Arrivés à Castanet Tolosan, nous reprenons enfin le chemin de Toulouse, zigzaguant courageusement entre les voitures partant ou parties dans le décor, ce qui n'était somme toute pas très difficile à faire puisque même à 10km/h en seconde, il était difficile de faire autre chose que zigzaguer.
Et en plus, l'alcool n'était (pour une fois) pas en cause.
Je rigole monsieur l'agent, vous vous doutez bien que tout cela n'est que pure (science) fiction.
Hum.
Très rapidement, la brune fait toutefois comprendre que fondue savoyarde ou pas, le fromage fondu risque d'être rapidement au menu.
J'aurais pu faire encore plus gore en parlant de jambon-fromage fondu, mais je pense que vous aviez tous compris l'idée de toute façon.
Au pire, c'est chose faite.
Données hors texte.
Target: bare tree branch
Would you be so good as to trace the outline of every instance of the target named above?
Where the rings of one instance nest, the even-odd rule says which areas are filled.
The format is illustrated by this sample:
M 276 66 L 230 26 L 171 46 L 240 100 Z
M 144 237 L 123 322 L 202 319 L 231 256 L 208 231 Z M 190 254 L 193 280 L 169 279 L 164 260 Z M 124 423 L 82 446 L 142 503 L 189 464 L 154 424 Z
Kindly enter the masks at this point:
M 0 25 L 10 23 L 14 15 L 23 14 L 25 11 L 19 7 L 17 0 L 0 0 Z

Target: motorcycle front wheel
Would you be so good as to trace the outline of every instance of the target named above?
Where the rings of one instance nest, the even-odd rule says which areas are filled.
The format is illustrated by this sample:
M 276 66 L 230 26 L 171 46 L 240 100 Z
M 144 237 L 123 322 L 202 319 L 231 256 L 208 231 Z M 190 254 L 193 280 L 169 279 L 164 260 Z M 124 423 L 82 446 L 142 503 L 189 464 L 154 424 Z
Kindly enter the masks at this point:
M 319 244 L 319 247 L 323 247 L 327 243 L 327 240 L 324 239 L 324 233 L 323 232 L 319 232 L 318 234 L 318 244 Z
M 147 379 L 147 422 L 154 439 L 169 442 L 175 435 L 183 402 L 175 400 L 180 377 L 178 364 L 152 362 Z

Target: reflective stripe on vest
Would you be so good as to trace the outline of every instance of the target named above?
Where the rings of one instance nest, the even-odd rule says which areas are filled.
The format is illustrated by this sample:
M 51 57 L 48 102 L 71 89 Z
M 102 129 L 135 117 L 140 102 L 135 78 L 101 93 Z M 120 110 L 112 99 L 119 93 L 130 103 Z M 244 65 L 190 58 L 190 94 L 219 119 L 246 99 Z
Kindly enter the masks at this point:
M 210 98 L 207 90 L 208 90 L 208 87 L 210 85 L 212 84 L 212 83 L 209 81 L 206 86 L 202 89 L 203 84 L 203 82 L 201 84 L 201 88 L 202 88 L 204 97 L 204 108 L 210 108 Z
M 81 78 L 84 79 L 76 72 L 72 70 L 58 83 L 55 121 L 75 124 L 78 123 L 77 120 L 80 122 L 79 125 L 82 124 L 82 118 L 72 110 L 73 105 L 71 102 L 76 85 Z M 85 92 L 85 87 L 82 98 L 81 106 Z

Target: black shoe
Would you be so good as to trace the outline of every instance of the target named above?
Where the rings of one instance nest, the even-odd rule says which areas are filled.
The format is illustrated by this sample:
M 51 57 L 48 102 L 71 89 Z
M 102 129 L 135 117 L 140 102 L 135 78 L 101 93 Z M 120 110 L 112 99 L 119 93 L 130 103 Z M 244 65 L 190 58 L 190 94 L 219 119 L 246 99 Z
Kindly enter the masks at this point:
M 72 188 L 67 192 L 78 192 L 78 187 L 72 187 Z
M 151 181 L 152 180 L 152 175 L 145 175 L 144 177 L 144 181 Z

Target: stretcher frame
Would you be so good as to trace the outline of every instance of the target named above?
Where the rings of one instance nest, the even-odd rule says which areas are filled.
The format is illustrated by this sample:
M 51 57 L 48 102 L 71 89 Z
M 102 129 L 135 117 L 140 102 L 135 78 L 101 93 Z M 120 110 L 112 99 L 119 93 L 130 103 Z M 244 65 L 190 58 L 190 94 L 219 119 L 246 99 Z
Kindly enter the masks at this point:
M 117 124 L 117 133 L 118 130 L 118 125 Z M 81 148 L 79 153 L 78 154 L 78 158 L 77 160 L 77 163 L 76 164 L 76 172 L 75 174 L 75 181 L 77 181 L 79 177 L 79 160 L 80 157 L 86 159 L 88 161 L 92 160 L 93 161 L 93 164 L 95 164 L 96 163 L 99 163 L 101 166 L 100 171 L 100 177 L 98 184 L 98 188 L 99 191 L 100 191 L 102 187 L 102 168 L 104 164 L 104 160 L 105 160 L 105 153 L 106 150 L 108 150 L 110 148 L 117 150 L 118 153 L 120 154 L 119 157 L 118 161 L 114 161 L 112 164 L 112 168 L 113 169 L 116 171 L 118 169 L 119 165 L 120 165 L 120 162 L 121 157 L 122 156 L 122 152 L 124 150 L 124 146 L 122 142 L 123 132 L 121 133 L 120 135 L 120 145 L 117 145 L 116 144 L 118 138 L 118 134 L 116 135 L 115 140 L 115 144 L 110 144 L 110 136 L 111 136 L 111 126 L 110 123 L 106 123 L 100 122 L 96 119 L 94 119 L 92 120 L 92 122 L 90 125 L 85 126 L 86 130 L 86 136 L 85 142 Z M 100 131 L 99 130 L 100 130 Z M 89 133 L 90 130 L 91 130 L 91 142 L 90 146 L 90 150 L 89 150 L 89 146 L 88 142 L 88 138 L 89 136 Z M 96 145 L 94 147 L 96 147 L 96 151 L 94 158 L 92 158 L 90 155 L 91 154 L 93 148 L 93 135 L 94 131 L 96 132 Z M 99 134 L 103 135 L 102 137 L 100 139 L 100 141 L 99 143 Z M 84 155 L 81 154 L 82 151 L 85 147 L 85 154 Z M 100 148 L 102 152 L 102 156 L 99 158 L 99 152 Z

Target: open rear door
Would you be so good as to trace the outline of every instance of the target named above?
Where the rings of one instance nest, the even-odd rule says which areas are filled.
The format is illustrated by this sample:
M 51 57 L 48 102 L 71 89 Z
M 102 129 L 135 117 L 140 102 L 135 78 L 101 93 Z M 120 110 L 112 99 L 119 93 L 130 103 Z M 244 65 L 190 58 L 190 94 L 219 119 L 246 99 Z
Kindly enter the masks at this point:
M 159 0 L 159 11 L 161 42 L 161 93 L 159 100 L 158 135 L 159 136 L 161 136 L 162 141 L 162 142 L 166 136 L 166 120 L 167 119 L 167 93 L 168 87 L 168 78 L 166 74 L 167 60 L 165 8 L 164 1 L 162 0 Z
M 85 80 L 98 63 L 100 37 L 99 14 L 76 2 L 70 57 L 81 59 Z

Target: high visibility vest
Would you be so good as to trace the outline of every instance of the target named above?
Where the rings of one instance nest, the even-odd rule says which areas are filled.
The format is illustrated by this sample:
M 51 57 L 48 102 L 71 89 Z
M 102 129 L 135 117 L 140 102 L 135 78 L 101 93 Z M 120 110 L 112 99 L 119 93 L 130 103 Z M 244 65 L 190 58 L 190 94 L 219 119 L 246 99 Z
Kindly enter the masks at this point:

Bref.
17 kilomètres de Toulouse : « Nico, il y'a une place à droite ! »
15 kilomètres de Toulouse : « Et si on rentrait en métro ? »
13 kilomètres de Toulouse : « Tiens, des piétons, si on faisait comme eux ? »
…
280 mètres de notre chez nous : « Poirier, bordel de merde, tu gares cette voitures de suite ou je rentres chez ma mère avec les chats, nom d'un chien ! »
(…)
C'est ainsi que ce soir là, la Brune et le Nico arrivèrent entier ou presque (aux dernières nouvelles, l'estomac de la brune aurait été aperçu aux Bahamas), et alors qu'ils venaient de se dire tant pis pour la fondue avec tes nos amis, on fera une soirée sous la couette, il ils eurent le plaisir de voir que ces derniers les avaient courageusement attendu, et cela en plus sans trop vider le cubi de 10L de vin dégueu que Mat portait toujours sous le bras, celui qu'il ne s'était pas démis en tombant lourdement sur la neige.
Ça a été un diner génial, en fait. Le diner auquel je ne croyais vraiment plus quand à 21h50, je venais de voir partir dans le décor une énième voiture qui me précédait.
Nous étions 5, et jamais de mémoire de non-croulant, une fondue n'avait été aussi bonne.
… Et de toute façon, la partie couette de la soirée fondue n'a été repoussée que de quelques heures, alors bon.